Evlenen Kadın İşçi Kıdem Tazminatı Hakkı
Evlenen kadın işçinin kıdem tazminatı alabilmesi için evlilik tarihinden itibaren 1 yıl içerisinde sözleşmeyi feshetmesi gerekir. 1 yıl içinde feshedilmezse artık evlilik sebebiyle kıdem tazminatı talep edilmesi gündeme gelmez. Evlilik tarihinden itibaren 1 yıl içerisinde işten ayrılacağınızı iş verene bir ihtarname ile bildirirseniz aksi bir durumda hukuki haklarınızı talep etmeniz kolaylaşacaktır. İş veren tazminatı ödemediği durumda ihtarname ile iş veren temerrüde düşmüş olur.
Evlenen işçi kadın iş yerinden ayrılıp kıdem tazminatı aldıktan sonra başka bir iş yerinde çalışmaya devam edebilir. Bu durum kadının çalışması için engelleyici bir durum değildir. Bir kere evlilik sebebiyle kıdem tazminatı alan kadının bir daha çalışamayacağı anlamına gelmez. Şayet böyle bir engelleyici sebep olsa idi Anayasa ile koruma altına alınan çalışma hakkı ihlal edilmiş olurdu.
İmam Nikahı Kıdem Tazminatı İçin Geçerli Olur Mu
Medeni kanun ve hukuk sistemimiz evlilik kurumu için yalnızca resmi nikahı geçerli kabul etmektedir. Taraflar arasında dini inançlar ve örf-adet gereğince yapılan dini nikah yani imam nikahı hukuk sistemimizde geçerli değildir. İmam nikahı ile evli olan kadın evlilik sebebiyle kendisine verilmiş medeni haklardan yararlanamaz. Evlilik sona ererken gündeme gelecek haklardan yararlanamayacağı gibi evlilik başlarken verilen haklardan da yararlanamaz.

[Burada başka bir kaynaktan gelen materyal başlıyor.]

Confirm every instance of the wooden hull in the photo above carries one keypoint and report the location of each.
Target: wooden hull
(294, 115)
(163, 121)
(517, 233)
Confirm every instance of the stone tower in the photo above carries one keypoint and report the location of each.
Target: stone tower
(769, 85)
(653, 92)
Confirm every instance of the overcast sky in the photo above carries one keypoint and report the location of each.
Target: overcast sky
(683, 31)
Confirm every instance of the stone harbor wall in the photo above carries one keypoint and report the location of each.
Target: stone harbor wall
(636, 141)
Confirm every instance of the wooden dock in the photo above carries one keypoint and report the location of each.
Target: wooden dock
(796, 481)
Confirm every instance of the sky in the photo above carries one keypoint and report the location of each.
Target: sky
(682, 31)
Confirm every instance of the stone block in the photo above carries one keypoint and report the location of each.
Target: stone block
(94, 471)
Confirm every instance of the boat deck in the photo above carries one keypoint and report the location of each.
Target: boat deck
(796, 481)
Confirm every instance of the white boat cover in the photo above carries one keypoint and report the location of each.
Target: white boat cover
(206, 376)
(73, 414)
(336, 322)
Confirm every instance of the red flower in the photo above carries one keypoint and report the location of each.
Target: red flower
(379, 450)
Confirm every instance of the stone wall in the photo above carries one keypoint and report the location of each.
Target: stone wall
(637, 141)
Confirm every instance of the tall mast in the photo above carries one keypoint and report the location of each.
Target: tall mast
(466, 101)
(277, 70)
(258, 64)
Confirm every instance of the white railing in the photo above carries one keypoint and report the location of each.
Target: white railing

Kıdem tazminatına hak kazandıran evlilik sebebiyle fesihte geçerli olan evlilik resmi nikahtır. Kadın işçi resmi nikah tarihinden itibaren 1 yıl içinde sözleşmeyi sonlandırıp tazminata hak kazanır. İmam nikahı tarihi bu süreyi başlatmaz.
Aynı şekilde resmi nikah ve düğün arasında bir tarih farkı varsa yine resmi nikah baz alınır. Resmi nikahın kıyılmadığı düğün günü de bahsi geçen 1 yıllık süreyi başlatamaz. Kanun koyucu burada çok keskin olarak resmi nikah diye bir sınırlama yapmıştır.
İş hukukundan doğan uyuşmazlık ve alacaklar için başlatılan yargılama sürecinde iş hukuku konusunda uzman bir avukattan hukuki yardım almakta fayda vardır. İş ilişkisinin her iki tarafı da kendisini bir avukat ile temsil ettirmelidir.
[1] Yargıtay 9. Hukuk Dairesi 2015/21481 E. 2018/17060 K. Kararı.